⚠️ Repository Archived

This project has been archived because the feature it provided, SSL certificate auto-renewal in haproxy, is now natively supported by the original software (starting from haproxy 3.2 - https://www.haproxy.com/blog/announcing-haproxy-3-2#acme-protocol). The solution is now available out of the box, making this repository obsolete.

This repository has been archived and is no longer actively maintained. It is now read-only; no new issues or pull requests will be merged. You can always fork the repository and maintain your own version.

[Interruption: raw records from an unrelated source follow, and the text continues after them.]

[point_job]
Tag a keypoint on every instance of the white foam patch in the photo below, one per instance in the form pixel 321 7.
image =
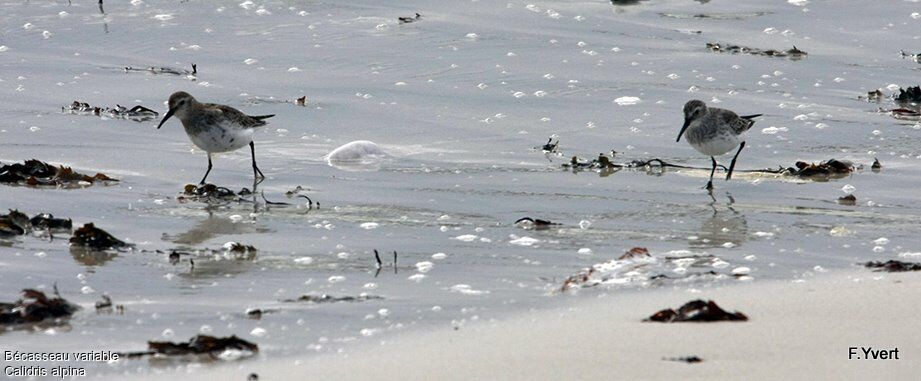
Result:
pixel 356 156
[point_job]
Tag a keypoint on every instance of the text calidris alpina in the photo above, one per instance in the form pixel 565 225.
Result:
pixel 215 128
pixel 714 132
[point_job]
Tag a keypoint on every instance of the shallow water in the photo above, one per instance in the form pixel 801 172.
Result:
pixel 458 100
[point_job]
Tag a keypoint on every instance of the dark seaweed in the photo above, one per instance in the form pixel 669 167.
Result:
pixel 696 311
pixel 38 173
pixel 95 238
pixel 324 298
pixel 35 307
pixel 893 266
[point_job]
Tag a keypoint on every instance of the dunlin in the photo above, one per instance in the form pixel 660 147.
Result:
pixel 714 131
pixel 215 128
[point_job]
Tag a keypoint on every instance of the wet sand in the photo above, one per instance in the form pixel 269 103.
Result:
pixel 797 330
pixel 458 101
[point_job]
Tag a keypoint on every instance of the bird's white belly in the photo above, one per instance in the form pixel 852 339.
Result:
pixel 221 139
pixel 718 145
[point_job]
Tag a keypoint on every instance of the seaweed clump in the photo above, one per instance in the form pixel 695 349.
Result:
pixel 210 193
pixel 18 223
pixel 137 113
pixel 794 54
pixel 199 345
pixel 696 311
pixel 325 299
pixel 893 266
pixel 35 307
pixel 910 95
pixel 829 168
pixel 38 173
pixel 95 238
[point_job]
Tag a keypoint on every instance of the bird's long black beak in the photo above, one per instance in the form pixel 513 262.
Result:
pixel 687 122
pixel 165 117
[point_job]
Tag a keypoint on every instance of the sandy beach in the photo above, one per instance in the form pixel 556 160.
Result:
pixel 409 142
pixel 797 330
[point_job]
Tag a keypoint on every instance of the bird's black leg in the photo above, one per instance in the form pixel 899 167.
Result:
pixel 256 172
pixel 733 164
pixel 206 172
pixel 712 171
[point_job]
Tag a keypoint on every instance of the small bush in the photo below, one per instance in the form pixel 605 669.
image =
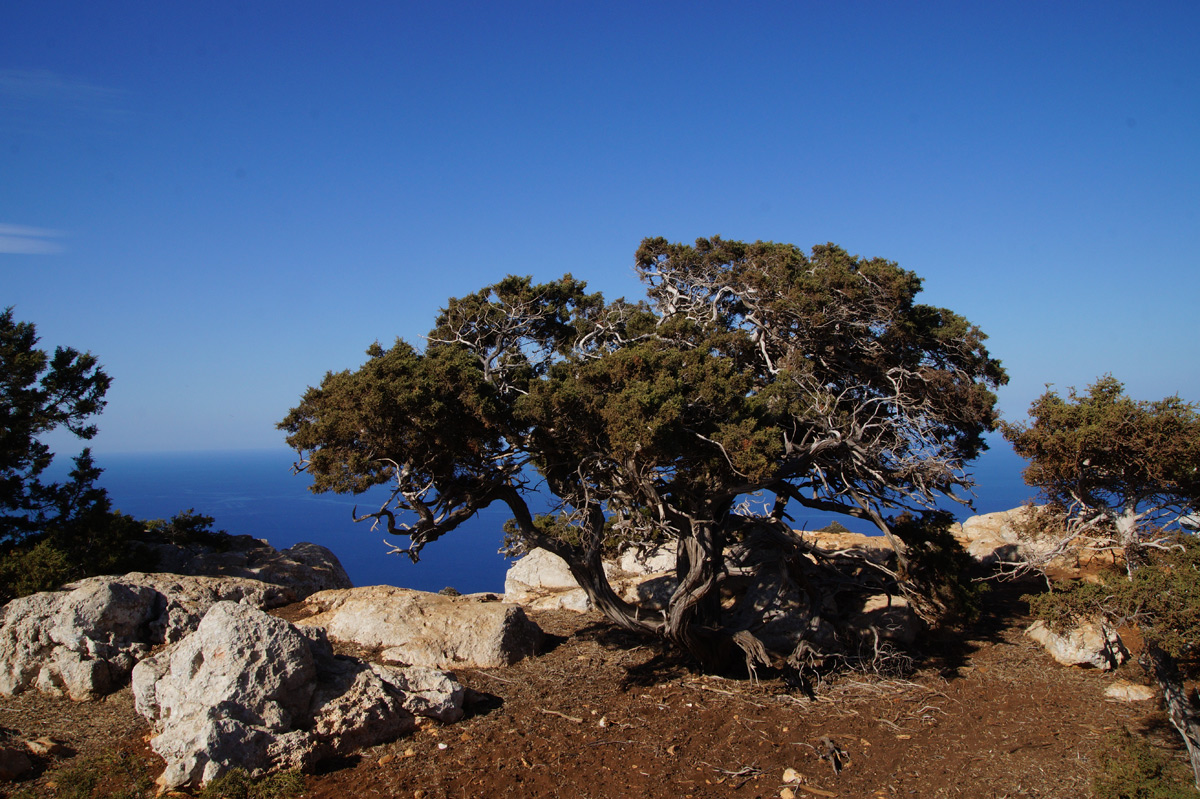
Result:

Thank you for your interest in this project!

---

Dockerized HAProxy with Let's Encrypt automatic certificate renewal capabilities

This container provides an HAProxy instance with Let's Encrypt certificates generated at startup, as well as renewed (if necessary) once a week with an internal cron job.

Usage

Pull from Github Packages ghcr.io:

docker pull ghcr.io/tomdess/docker-haproxy-certbot:master

Build from Dockerfile:

docker build -t docker-haproxy-certbot:latest .

Run container:

Example of run command (replace CERTS,EMAIL values and volume paths with yours)

docker run --name lb -d \
    -e CERT1=my-common-name.domain, my-alternate-name.domain \
    -e EMAIL=my.email@my.domain \
    -e STAGING=false \
    -v /srv/letsencrypt:/etc/letsencrypt \
    -v /srv/haproxycfg/haproxy.cfg:/etc/haproxy/haproxy.cfg \
    --network my_network \
    -p 80:80 -p 443:443 \
    ghcr.io/tomdess/docker-haproxy-certbot:master

Run with docker-compose:

Use the docker-compose.yml file in run directory (it creates 3 containers, the haproxy one, a nginx container linked in haproxy configuration for test purposes and a sidecar rsyslog container)

$ cd run
$ mkdir data
$ cp ../conf/haproxy.cfg data/

# modify CERT1 variables and EMAIL with your names/values:
version: '3'
services:
    haproxy:
        container_name: lb
        environment:
            - CERT1=www.your-mysite.com
            - EMAIL=your-email
            - STAGING=false
        volumes:
            - '$PWD/data/letsencrypt:/etc/letsencrypt'
            - '$PWD/data/haproxy.cfg:/etc/haproxy/haproxy.cfg'
        networks:
            - lbnet
        ports:
            - '80:80'
            - '443:443'
        image: 'ghcr.io/tomdess/docker-haproxy-certbot:master'
    nginx:
        container_name: www
        networks:
            - lbnet
        image: nginx
    rsyslog:
        container_name: rsyslog
        environment:
            - TZ=UTC
        volumes:
            - '$PWD/data/rsyslog/config:/config'
        networks:
            - lbnet
        ports:
            - '514:514'
        image: 'rsyslog/syslog_appliance_alpine'

networks:
  lbnet:

# start containers (creates the certificate)
$ docker-compose up -d

Customizing Haproxy

You will almost certainly want to create an image FROM this image or mount your haproxy.cfg at /etc/haproxy/haproxy.cfg.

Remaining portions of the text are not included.